December 6 & 7, 2014 | Download PDF
“Sunlight shines on my face;
This is my grace, to be
Restored, born again,
(Charles Anthony Silvestri, from Across the Vast, Eternal Sky, 2010)
“Bach is thus a terminal point. Nothing comes from him; everything merely leads to him.”
(Albert Schweitzer, J.S. Bach, Vol. 1, 1908/1911)
The extraordinary impact of Bach’s great choral works derives essentially from his remarkable ability to balance, yet at the same time to exploit to the full, the spiritual and dramatic elements of each text, whether it be one as concise as the Magnificat or as monumental as the St. Matthew Passion.
“Concise: marked by brevity of expression or statement: free from all elaboration and superfluous detail.” With this Merriam-Webster entry, it is clear to me that concision embodies the soul of today’s program. Luminous Night was originally born of the impulse to rehearse, prepare, present and intimately live with one of Bach’s most beloved cantatas, the Magnificat. It is a work of pulsing energy, lyrical tenderness and stirring utterances.
The text Bach chose, Luke 1: 46–55, is based on words attributed to Mary on learning both of her pregnancy and its significance to humanity. This young woman boldly accepts God’s monumental call and radically suggests a critical shift to the social order: He has cast down the mighty from their thrones. He has lifted up the lowly. He has filled the hungry with good things and the rich he has sent empty away. There are no recitatives in the Magnificat. Instead, each of ten verses receives extended treatment, the chorus and soloists supplying appropriate emphasis to this rich canticle text. Each movement is a marvel of compositional economy and perfect expression.
In 1723, Johann Sebastian Bach travelled with his new wife of two years, Anna Magdalena, and their five children to assume his new post in Leipzig. In his first year there, he made the unprecedented decision to produce 40 new cantatas and rework more than 20 reworked pre-Leipzig pieces (a new cantata for every Sunday and feast day of the ecclesiastical year). Out of this compositional fertility came the Magnificat in E-flat for Christmas.
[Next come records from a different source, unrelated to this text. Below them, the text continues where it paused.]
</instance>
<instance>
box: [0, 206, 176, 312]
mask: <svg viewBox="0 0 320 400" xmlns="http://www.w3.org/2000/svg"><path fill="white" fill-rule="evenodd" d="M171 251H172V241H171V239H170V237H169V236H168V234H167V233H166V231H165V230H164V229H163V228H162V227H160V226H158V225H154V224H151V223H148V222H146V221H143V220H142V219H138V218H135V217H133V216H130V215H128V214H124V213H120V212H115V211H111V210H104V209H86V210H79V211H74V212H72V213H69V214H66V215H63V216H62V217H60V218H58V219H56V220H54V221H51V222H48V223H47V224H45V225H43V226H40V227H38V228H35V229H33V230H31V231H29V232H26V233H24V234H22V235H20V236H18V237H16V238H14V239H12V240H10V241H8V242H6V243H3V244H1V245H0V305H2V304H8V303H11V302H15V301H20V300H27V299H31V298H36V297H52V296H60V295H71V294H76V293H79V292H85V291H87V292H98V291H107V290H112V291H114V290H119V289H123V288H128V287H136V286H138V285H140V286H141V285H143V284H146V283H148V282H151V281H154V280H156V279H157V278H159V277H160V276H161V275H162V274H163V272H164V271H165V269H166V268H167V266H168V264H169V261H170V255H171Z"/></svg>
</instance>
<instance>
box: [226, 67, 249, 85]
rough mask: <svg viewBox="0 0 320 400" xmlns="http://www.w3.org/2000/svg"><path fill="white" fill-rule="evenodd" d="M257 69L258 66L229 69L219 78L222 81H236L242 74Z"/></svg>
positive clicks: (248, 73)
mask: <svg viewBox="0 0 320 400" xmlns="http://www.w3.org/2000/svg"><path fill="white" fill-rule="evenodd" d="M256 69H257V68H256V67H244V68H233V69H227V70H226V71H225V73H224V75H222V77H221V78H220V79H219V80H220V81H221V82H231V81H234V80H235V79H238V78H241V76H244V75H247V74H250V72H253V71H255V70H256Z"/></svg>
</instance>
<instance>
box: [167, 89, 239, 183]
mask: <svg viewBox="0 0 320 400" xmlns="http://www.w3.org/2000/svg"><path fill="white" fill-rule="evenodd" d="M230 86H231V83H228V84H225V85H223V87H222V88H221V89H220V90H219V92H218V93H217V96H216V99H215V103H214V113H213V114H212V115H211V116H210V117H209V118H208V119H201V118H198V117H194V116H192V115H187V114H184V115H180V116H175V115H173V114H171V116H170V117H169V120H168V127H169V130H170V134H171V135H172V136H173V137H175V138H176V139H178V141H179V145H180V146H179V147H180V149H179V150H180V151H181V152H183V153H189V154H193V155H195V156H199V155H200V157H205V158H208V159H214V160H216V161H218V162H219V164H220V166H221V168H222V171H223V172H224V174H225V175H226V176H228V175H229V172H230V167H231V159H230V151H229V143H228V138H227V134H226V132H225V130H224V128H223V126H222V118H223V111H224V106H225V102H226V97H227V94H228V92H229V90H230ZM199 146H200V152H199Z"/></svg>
Ten years later he revised it and transposed it into D, a much brighter and more satisfactory key for singers and instrumentalists alike. And that is the version you are hearing today.
When programming Luminous Night, I immediately thought of 36-year-old Norwegian composer Ola Gjeilo (pronounced Yay-lo) as an exotic balance to the Magnificat. On first appearance, the music of Bach and Gjeilo could not possibly be more divergent. Where the great master’s music embodies the details of a fine oil painting, Gjeilo provides a cinematic wash of color and sound – shimmering, lustrous and ultimately luminous. He is a full-time composer, dedicated to his own special brand of concision: economy of harmonic language and spare textual expression, underscored by reverberating, reiterative rhythmic patterns. Both Across the Vast, Eternal Sky  and Luminous Night of the Soul  are scored for string quartet and piano. The composer tells us that he was “influenced by a wish to feature the piano more heavily in choral music, not just as generic, unassuming accompaniment, but as an equal partner to the choir, aided and supported by the string quartet.” Our own Jeffrey Mead deftly and sensitively brings warmth and lyricism to Gjeilo’s beautiful keyboard parts. Gjeilo has found a powerful partner in poet Charles Anthony Silvestri. Across the Vast, Eternal Sky offers the legend of the firebird, with universal themes of spiritual growth, rebirth and renewal. Luminous Night of the Soul is Silvestri’s response to St. John’s “Dark Night of the Soul” (also set by Gjeilo at an earlier date).
To round out the program, I have added Z. Randall Stroope’s Winter, based on a rich text by Kahlil Gibran. Winter provides a metaphorical view of love between two people who have experienced the wealth of each passing day in a long season of life, and now one of them is beginning to drift into a “deep and wide ocean of slumber.” One of my favorite arrangers, Michele Weir, is represented in three new jazz carols. And finally, we give you a piece that has become a part of the fabric of Cantemus, a signature piece if you will – Morten Lauridsen’s Sure on this Shining Night, based on James Agee’s mystical and moving text.
Cantemus is a special group – committed, funny and ultimately talented – and, as always, I am continually grateful for your continued warmth and support. I look forward to greeting you after the performances and wish you peace and joy in the holiday season.